When should an AI support agent escalate to a human?
Escalate on three triggers: an explicit request for a person, anything outside the agent's authority (legal threats, account security, high-value refunds), and low confidence, which is the "WHEN you are unsure THEN escalate" rule. Encode each one as a WHEN rule that calls a real escalation tool, not as a hope buried in the persona, so the handoff is an action the model actually takes.
How do I stop my escalation rules from contradicting each other?

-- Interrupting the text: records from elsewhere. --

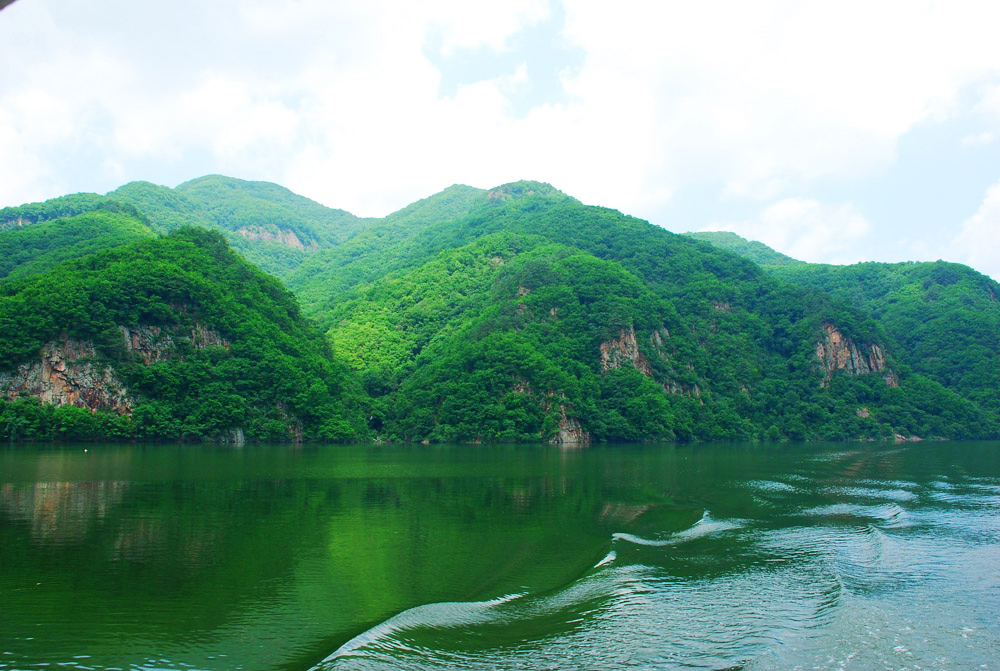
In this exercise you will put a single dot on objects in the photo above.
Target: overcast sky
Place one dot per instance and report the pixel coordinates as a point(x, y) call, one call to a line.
point(833, 131)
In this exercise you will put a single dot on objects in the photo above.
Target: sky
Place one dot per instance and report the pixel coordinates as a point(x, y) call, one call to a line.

Give every escalation rule a scope. Two rules that name the same action, one requiring it and one forbidding it, are a provable contradiction: the checker flags logic/contradiction and refuses to build. Scope them with WHEN or UNLESS so they cannot both fire on the same input, for example escalate a dispute over 200 dollars and resolve one at or under 200 dollars yourself.
Should escalation be a tool or an instruction?
A tool. "Escalate to a human" written as prose is a wish the model can paraphrase and never act on. Import or define an escalation tool and point a WHEN rule at it with an @[tool] reference, so the handoff is an action with a schema. The checker also fails a tool that is defined but never referenced, so a dead escalation path cannot ship unnoticed.
How do I test that my agent actually escalates?
Write a $TEST whose input is a clear escalation trigger, like "I want to talk to a real person," and whose expectation is that the agent calls the escalation tool and stops trying to resolve the issue itself. Run typeglish test and the case fails the moment a future edit weakens the handoff, so the behavior is pinned rather than trusted.